Someone complained that I was copyrighting my work on this Web log. Okay, I won’t put the copyright symbol on this graphic. If you want to recycle my work, please, send me an email and get permission. I get annoyed when certain individuals borrow with neither attribution nor permission. Right, Mr. Hermans?
Let’s take a quick tour of this diagram, and then I will close with some observations about the “panting laggard” that is behind-the-firewall search.
Yellow Spheres
Notice the “yellow spheres”. You may have to click on the small image in order to read the notations on this diagram. The heading is “Enabling”. The idea is that each of the “yellow spheres” represents a category of technology that makes online information more useful.

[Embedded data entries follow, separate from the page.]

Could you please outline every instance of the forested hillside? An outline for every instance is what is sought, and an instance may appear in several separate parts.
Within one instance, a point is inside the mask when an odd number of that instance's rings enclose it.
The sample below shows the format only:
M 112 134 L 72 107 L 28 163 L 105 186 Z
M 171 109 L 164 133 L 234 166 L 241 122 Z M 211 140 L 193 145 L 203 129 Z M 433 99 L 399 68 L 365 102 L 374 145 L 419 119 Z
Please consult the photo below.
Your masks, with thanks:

For example, “Converting Creating Content” refers to content authoring and content transformation. Behind-the-firewall systems have to take different file types and homogenize them so the system can manipulate them. If a search or content processing system can’t “read” a file, the system won’t process it. The idea, then, is to get the content regardless of its form and format into the search and content processing system. The bottom “yellow ball” is labeled “Spidering, Indexing, and Searching”. You recognize these ideas because 90 percent of a search vendor’s sales pitch talks about this “yellow ball”. In terms of this diagram, it’s easy to see that these three operations–spidering, indexing, and search–are just a cog in a much larger system. Vendors who pitch you about these three features are “panting laggards”. These vendors are almost out of the race and almost certainly won’t win in the long run in my opinion.
Purple Spheres
The “purple spheres” are identified as “Analysis”. Each of these four spaces are now mainstream. Vendors offer these services because each is easier for a manager to assess in terms of a payoff. Few people in an organization want to see laundry lists of information. Filtering eliminates information that rules, methods, or user-defined specifications say, “I don’t want information about enterprise search. I want information about predictive analytics.” Clustering is a catch-all term. In it reside classification, grouping, categorization, and any thing to do with today’s idées du jour–taxonomies and ontologies. The idea is that the system groups similar documents in a meaningful way. If you don’t know what you really want to review, you scan the category labels and browse the results. The third “purple sphere” is data mining. Companies like SPSS and SAS Institute are familiar to you if you took advanced statistics in college. These companies are not in the business of text processing and offering a burgeoning array of features and functions designed to whip unstructured content into shape. SAS Institute bought Teragram, and their PR team told me that SAS will become an “enterprise search company”. I detest this term, but the move is a good one. SAS wants to chop up text, pull out the juicy bits, count them, crunch them, and generate reports for users. The final “purple sphere” is labeled “static / video imaging”. Most organizations are awash in digital information, but most of that is text. Not for long will it be text. “Going forward”, I said in 2003, “behind-the-firewall search systems will have to come to grip with the information-charged binary files–chemical structures, engineering drawings, audio recordings, and video.” Now five years later, only Autonomy has a reasonable solution to video. The other data types remain “outside” the behind-the-firewall system vendors capabilities.
Gray Bar
The “gray bar” was intended to be a spectrum. My lousy Photoshop skills produced this blah “gray bar”. The idea is that “Enabling” and “Analysis” are two distinct types of pressure on search and content processing opportunities. As the “yellow spheres” get bigger, they will exert pressure on the folks in the “gray bar”. Similarly, as the “purple spheres” exert their influence on users, a catalytic reaction occurs in the “gray bar”. In 2003, I identified three significant changes in the way employees will interact with digital information.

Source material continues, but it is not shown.